W tle tej wielkiej historii trzy niezwykłe kobiety: Sarah Churchill, Anna Roosevelt i Kathleen Harriman ( córka Averella Harrimana, ambasadora USA w Związku Radzieckim). Młode, wykształcone, inteligentne i lojalne. Mające własne, jasno sprecyzowane, poglądy i opinie oraz niemal nieograniczony dostęp do swoich, wpływowych, ojców.
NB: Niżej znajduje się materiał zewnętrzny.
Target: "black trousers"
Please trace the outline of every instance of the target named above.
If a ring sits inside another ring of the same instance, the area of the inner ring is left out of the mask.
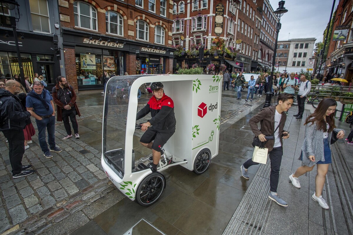
[[[69,110],[63,109],[62,113],[61,115],[65,130],[66,130],[67,135],[69,135],[71,134],[71,126],[70,126],[70,123],[68,122],[69,117],[70,117],[70,120],[72,125],[74,133],[75,134],[78,134],[78,125],[77,124],[77,121],[76,120],[76,109],[73,107],[73,108]]]
[[[24,153],[24,135],[23,130],[3,131],[8,141],[8,157],[12,168],[12,175],[22,170],[22,159]]]
[[[298,103],[298,115],[303,116],[303,113],[304,113],[304,107],[305,106],[306,97],[304,96],[303,98],[301,98],[300,95],[297,95],[297,100]]]
[[[280,178],[280,168],[281,162],[282,160],[282,147],[274,148],[272,150],[269,152],[270,160],[271,161],[271,173],[270,173],[270,190],[271,192],[277,192],[278,180]],[[245,169],[247,169],[253,165],[259,164],[253,162],[251,159],[248,159],[244,163],[243,166]]]

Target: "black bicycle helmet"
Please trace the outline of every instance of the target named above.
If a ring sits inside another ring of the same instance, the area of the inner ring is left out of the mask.
[[[152,91],[155,90],[156,89],[160,89],[163,88],[163,84],[161,82],[152,82],[151,84],[151,89]]]

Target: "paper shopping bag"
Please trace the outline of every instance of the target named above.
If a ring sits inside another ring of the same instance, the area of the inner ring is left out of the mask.
[[[265,164],[267,161],[268,149],[261,148],[255,146],[254,152],[252,153],[252,161],[255,162]]]

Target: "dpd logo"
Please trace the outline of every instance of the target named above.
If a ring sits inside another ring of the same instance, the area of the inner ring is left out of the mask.
[[[208,110],[211,112],[213,112],[214,110],[217,109],[218,103],[216,103],[215,105],[211,104],[208,106]],[[207,105],[202,102],[200,104],[197,108],[197,116],[201,118],[203,118],[207,113]]]

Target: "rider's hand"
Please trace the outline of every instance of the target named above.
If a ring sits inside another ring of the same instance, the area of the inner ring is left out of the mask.
[[[141,125],[141,130],[143,131],[145,131],[147,130],[147,129],[151,125],[151,123],[149,122],[145,122],[142,125]]]
[[[259,137],[259,140],[261,142],[264,142],[266,140],[265,136],[263,134],[260,134],[258,137]]]

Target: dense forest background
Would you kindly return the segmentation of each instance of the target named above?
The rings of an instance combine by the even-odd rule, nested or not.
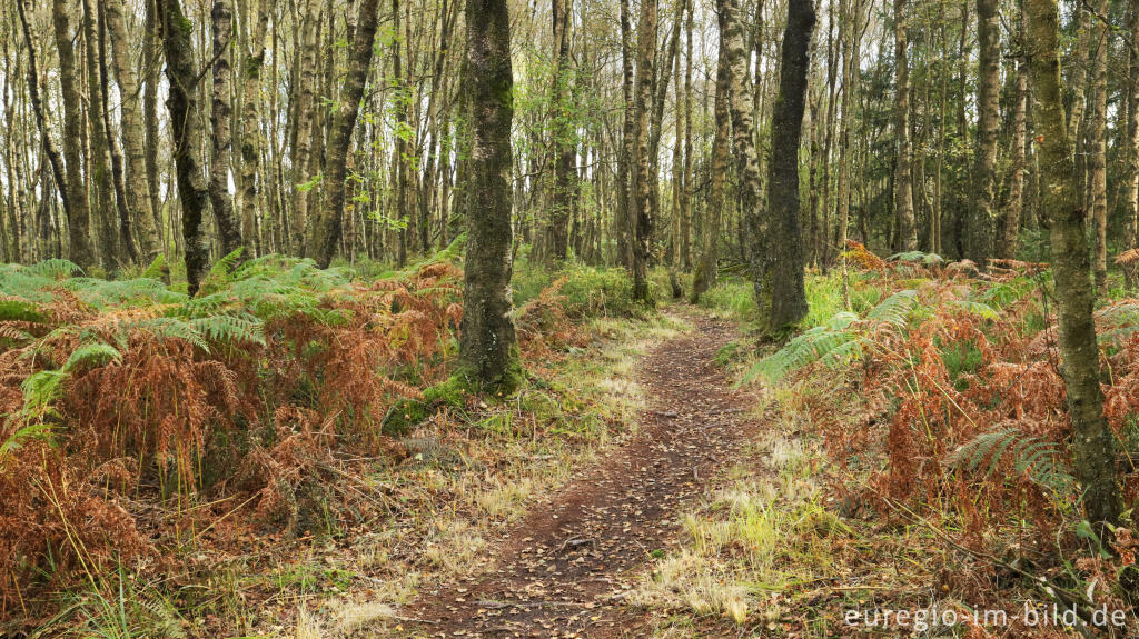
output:
[[[0,636],[1139,626],[1139,0],[5,0],[0,58]]]
[[[331,246],[344,260],[402,265],[446,246],[464,230],[469,174],[462,3],[380,3],[339,158],[334,121],[345,110],[358,5],[6,2],[0,260],[67,257],[108,274],[159,255],[180,265],[179,144],[208,193],[198,202],[203,239],[191,243],[204,241],[210,260],[245,247],[327,263],[314,240],[326,216],[342,217]],[[747,260],[741,166],[715,157],[715,132],[731,126],[727,114],[718,126],[715,113],[718,8],[656,5],[510,5],[516,251],[632,264],[628,189],[645,67],[649,259],[690,269],[712,241],[728,263]],[[1134,246],[1131,5],[1062,11],[1068,130],[1100,282],[1108,248]],[[194,108],[183,131],[166,108],[166,13],[185,19]],[[817,13],[798,149],[806,262],[830,266],[846,238],[977,263],[1039,248],[1019,5],[827,0]],[[744,2],[736,16],[745,75],[732,100],[754,119],[761,181],[773,156],[786,15],[776,0]],[[335,211],[330,175],[344,175]],[[911,194],[899,206],[902,188]]]

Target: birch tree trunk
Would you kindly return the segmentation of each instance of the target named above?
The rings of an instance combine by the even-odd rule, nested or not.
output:
[[[325,206],[314,225],[313,258],[327,268],[336,255],[344,219],[344,181],[347,179],[347,155],[360,113],[360,100],[368,82],[372,47],[376,41],[378,0],[360,0],[360,16],[353,34],[349,72],[344,77],[339,106],[333,115],[325,172]]]
[[[656,50],[657,0],[641,0],[637,28],[637,80],[633,92],[636,161],[632,163],[633,189],[630,214],[633,222],[633,299],[649,304],[648,259],[653,235],[653,180],[649,167],[649,109],[653,101],[653,58]]]
[[[202,148],[198,127],[197,65],[194,60],[192,24],[182,15],[179,0],[155,0],[162,24],[166,78],[170,81],[170,131],[173,139],[178,199],[182,205],[182,241],[186,251],[186,280],[192,297],[206,276],[210,239],[203,213],[210,201],[198,153]]]
[[[146,128],[139,110],[139,81],[131,64],[130,41],[123,25],[123,0],[107,0],[104,7],[107,31],[110,35],[115,80],[118,82],[118,108],[122,114],[123,150],[126,156],[126,205],[131,222],[138,229],[142,260],[149,264],[158,257],[161,244],[158,230],[154,223],[154,211],[150,210],[150,186],[147,183],[144,150]]]
[[[72,262],[88,268],[95,264],[91,247],[91,204],[80,169],[82,161],[82,115],[75,89],[75,52],[68,25],[67,0],[51,1],[51,24],[59,57],[59,88],[64,102],[64,164],[67,171],[67,255]]]
[[[1050,218],[1052,277],[1059,315],[1062,373],[1072,420],[1076,479],[1083,506],[1095,524],[1115,522],[1121,503],[1115,447],[1104,418],[1099,388],[1099,348],[1092,318],[1091,273],[1080,208],[1072,143],[1060,94],[1059,11],[1056,0],[1025,0],[1035,132],[1040,139],[1043,207]]]
[[[653,0],[646,0],[652,2]],[[467,89],[472,124],[459,372],[483,391],[507,395],[522,380],[511,318],[510,126],[514,77],[506,0],[467,0]]]
[[[233,134],[230,130],[233,110],[230,105],[230,83],[232,73],[229,66],[230,41],[233,35],[233,7],[230,0],[214,0],[211,11],[213,20],[213,101],[210,109],[210,124],[213,133],[213,159],[210,163],[210,206],[213,209],[214,223],[221,241],[222,255],[229,255],[240,248],[241,223],[233,211],[233,199],[229,194],[230,158],[233,148]],[[245,256],[248,257],[248,250]]]
[[[1107,15],[1100,0],[1099,15]],[[1095,241],[1096,290],[1107,292],[1107,26],[1096,22],[1091,69],[1091,122],[1088,131],[1088,173],[1091,188],[1091,229]]]
[[[918,229],[913,221],[913,180],[910,152],[910,69],[907,58],[906,0],[894,0],[894,136],[898,139],[898,164],[894,169],[894,210],[898,216],[898,249],[912,251],[918,247]]]
[[[813,28],[812,0],[788,0],[768,168],[769,229],[773,234],[773,241],[769,243],[773,250],[768,257],[771,260],[771,317],[768,326],[773,331],[798,323],[808,312],[803,283],[803,233],[798,223],[798,148]]]

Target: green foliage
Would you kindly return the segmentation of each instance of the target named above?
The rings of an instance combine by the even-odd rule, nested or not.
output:
[[[906,325],[906,318],[917,304],[917,291],[898,291],[871,308],[870,312],[866,314],[866,318],[870,322],[890,324],[894,327],[901,329]]]
[[[147,266],[145,269],[142,269],[142,274],[140,275],[140,277],[159,280],[163,277],[166,271],[167,271],[166,256],[158,254],[158,257],[154,258],[154,262],[151,262],[150,265]]]
[[[50,438],[51,424],[43,422],[31,423],[16,429],[15,432],[0,442],[0,471],[3,470],[5,457],[23,448],[26,442],[33,439],[48,440]]]
[[[982,464],[988,463],[983,476],[989,479],[1005,458],[1011,459],[1014,472],[1027,476],[1062,498],[1075,492],[1075,478],[1063,462],[1056,445],[1025,435],[1016,429],[982,433],[954,450],[947,463],[950,467],[970,473],[977,472]]]
[[[838,365],[852,360],[861,354],[860,338],[853,326],[855,322],[858,315],[847,310],[835,314],[826,324],[796,335],[773,355],[756,362],[744,381],[762,379],[775,384],[812,362]]]
[[[67,362],[64,363],[63,372],[72,373],[76,368],[85,365],[103,366],[108,362],[122,362],[123,354],[110,345],[103,342],[84,343],[76,348]]]
[[[568,317],[634,317],[644,313],[644,307],[633,301],[633,284],[623,268],[567,264],[562,271],[549,272],[526,260],[519,263],[511,282],[516,307],[560,281],[559,305]]]
[[[25,266],[24,272],[40,277],[48,277],[49,280],[64,280],[71,277],[75,273],[82,273],[83,269],[73,262],[52,258],[44,259],[43,262],[33,264],[32,266]]]
[[[751,282],[738,277],[721,279],[700,296],[699,306],[740,321],[754,320],[756,313]]]
[[[926,266],[933,266],[935,264],[945,263],[945,260],[935,252],[921,252],[921,251],[896,252],[886,259],[888,259],[890,262],[924,264]]]
[[[65,376],[63,371],[39,371],[24,380],[19,389],[24,393],[25,420],[42,421],[54,413],[51,404],[58,399]]]
[[[1000,317],[1000,314],[995,308],[980,301],[959,299],[953,301],[953,306],[960,308],[969,315],[976,315],[982,320],[997,320]]]
[[[981,349],[972,340],[944,345],[940,348],[940,352],[941,360],[945,365],[945,372],[949,374],[949,379],[953,382],[954,388],[959,391],[964,391],[966,388],[961,375],[976,373],[981,364],[984,363]]]
[[[849,310],[831,316],[825,324],[795,337],[775,354],[755,363],[744,381],[763,380],[775,384],[788,374],[820,362],[826,366],[841,366],[861,357],[872,342],[867,337],[878,326],[901,330],[917,304],[917,291],[903,290],[882,300],[865,320]]]

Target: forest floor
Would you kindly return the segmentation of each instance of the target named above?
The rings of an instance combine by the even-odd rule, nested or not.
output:
[[[423,620],[412,636],[646,636],[626,606],[639,571],[677,545],[681,507],[744,462],[741,441],[756,428],[716,362],[736,327],[688,309],[681,317],[695,329],[638,366],[648,406],[636,437],[490,543],[498,559],[489,572],[425,588],[407,612]]]

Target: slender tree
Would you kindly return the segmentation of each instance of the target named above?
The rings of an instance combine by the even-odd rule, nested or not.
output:
[[[984,266],[992,257],[1000,128],[1000,24],[998,0],[977,0],[977,151],[973,200],[965,217],[965,257]]]
[[[1048,210],[1052,277],[1059,315],[1062,372],[1072,420],[1076,478],[1091,522],[1115,522],[1120,491],[1114,438],[1104,417],[1099,348],[1092,318],[1095,291],[1088,258],[1087,211],[1064,118],[1056,0],[1025,0],[1035,133],[1040,140],[1043,206]]]
[[[75,88],[75,52],[68,25],[67,0],[51,1],[51,24],[59,57],[59,86],[64,102],[64,165],[67,169],[67,255],[71,260],[87,268],[95,264],[91,248],[91,208],[83,180],[82,115],[79,90]]]
[[[170,131],[173,138],[178,199],[182,205],[182,241],[186,251],[186,280],[191,296],[206,276],[210,238],[203,214],[210,201],[198,153],[202,134],[198,126],[197,65],[194,60],[194,25],[182,14],[179,0],[155,0],[162,25],[166,80],[170,82]]]
[[[704,205],[704,233],[702,238],[700,259],[693,275],[693,304],[699,301],[702,294],[715,284],[720,247],[721,213],[723,210],[724,182],[728,174],[728,132],[731,128],[731,114],[728,108],[728,92],[731,89],[731,68],[728,63],[728,51],[723,39],[720,39],[720,58],[715,76],[715,133],[712,138],[712,158],[708,175],[708,197]]]
[[[798,147],[803,132],[806,78],[811,68],[812,0],[788,0],[779,64],[779,94],[771,117],[771,161],[768,166],[768,204],[773,235],[771,259],[772,330],[796,324],[806,316],[803,284],[803,233],[798,224]]]
[[[161,244],[158,230],[150,210],[150,186],[147,184],[146,152],[142,114],[139,109],[139,81],[129,51],[130,40],[123,23],[123,0],[107,0],[104,5],[110,51],[114,59],[115,80],[118,82],[118,108],[122,114],[121,128],[126,156],[126,206],[132,225],[138,229],[142,259],[154,262]]]
[[[910,153],[910,69],[907,57],[907,0],[894,0],[894,136],[898,159],[894,168],[894,210],[898,214],[898,249],[918,248],[913,221],[913,181]]]
[[[641,0],[640,20],[637,28],[637,78],[633,91],[633,147],[636,161],[632,163],[633,189],[630,199],[630,216],[633,223],[633,299],[652,302],[648,290],[648,260],[652,248],[653,225],[653,180],[649,168],[649,108],[653,99],[654,51],[656,50],[657,0]]]
[[[213,100],[210,109],[210,125],[213,158],[210,163],[210,207],[218,225],[221,252],[229,255],[243,248],[241,223],[233,210],[233,198],[229,194],[230,158],[233,134],[230,123],[233,109],[230,103],[232,72],[229,66],[233,36],[233,6],[230,0],[214,0],[213,10]],[[246,251],[248,255],[248,251]]]
[[[368,82],[372,48],[376,41],[378,0],[361,0],[349,60],[349,73],[341,90],[339,107],[333,115],[325,172],[325,206],[317,224],[312,247],[314,259],[327,268],[336,255],[344,227],[344,182],[347,179],[347,155],[360,114],[363,88]]]

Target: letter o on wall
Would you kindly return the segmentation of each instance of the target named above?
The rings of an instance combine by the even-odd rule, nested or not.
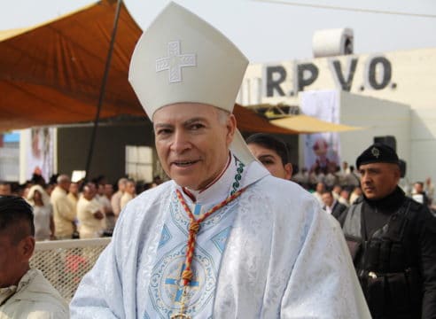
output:
[[[378,66],[381,68],[381,70],[383,70],[383,76],[381,78],[381,81],[376,76],[376,70]],[[391,62],[389,62],[386,58],[376,57],[370,60],[370,66],[368,67],[368,81],[372,89],[385,89],[391,82],[391,78],[392,66]]]

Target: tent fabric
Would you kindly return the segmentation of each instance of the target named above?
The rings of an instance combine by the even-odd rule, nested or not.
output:
[[[271,123],[283,128],[292,129],[306,134],[345,132],[364,128],[349,125],[331,123],[304,114],[286,116],[282,119],[273,120],[271,121]]]
[[[105,0],[0,40],[0,132],[34,126],[89,122],[96,116],[116,1]],[[100,118],[145,116],[128,82],[142,31],[122,5]],[[146,85],[146,83],[144,83]],[[241,106],[247,132],[296,134]]]

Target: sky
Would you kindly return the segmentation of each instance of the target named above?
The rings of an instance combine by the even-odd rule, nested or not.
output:
[[[0,0],[0,30],[29,27],[92,0]],[[168,0],[124,0],[144,29]],[[349,27],[354,53],[436,47],[434,0],[175,0],[226,35],[252,63],[313,58],[315,30]]]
Służące im radą oraz świeżym spojrzeniem na ciąg toczących się wydarzeń oraz kształt i zasięg podejmowanych decyzji.
Dzięki ich relacji mamy niepowtarzalną okazję zajrzeć za kulisy wydarzenia, które na zawsze zmieniło dzieje Europy i Świata w sposób realny przekładając się na losy (często jakże tragiczne o czym my Polacy wiemy najlepiej ) milionów ludzi.
Śledzimy kręte ścieżki dyplomacji, strategii negocjacyjnych, toczonych w gabinetowych zaciszach ustaleń oraz wzajemnych, nie zawsze łatwych, relacji między sojusznikami ( to jedne z najciekawszych wątków lektury). Obserwujemy mechanizmy i procesy powstawania konkretnych politycznych i geopolitycznych decyzji oraz okoliczności i ludzi, którzy mieli na nie, bezpośredni czy pośredni, wpływ. Interesująca jawi się też, z tej perspektywy, charakterystyka samych przywódców Wielkiej Trójki: Stalina, Churchilla i Roosevelta widziana ich oczami.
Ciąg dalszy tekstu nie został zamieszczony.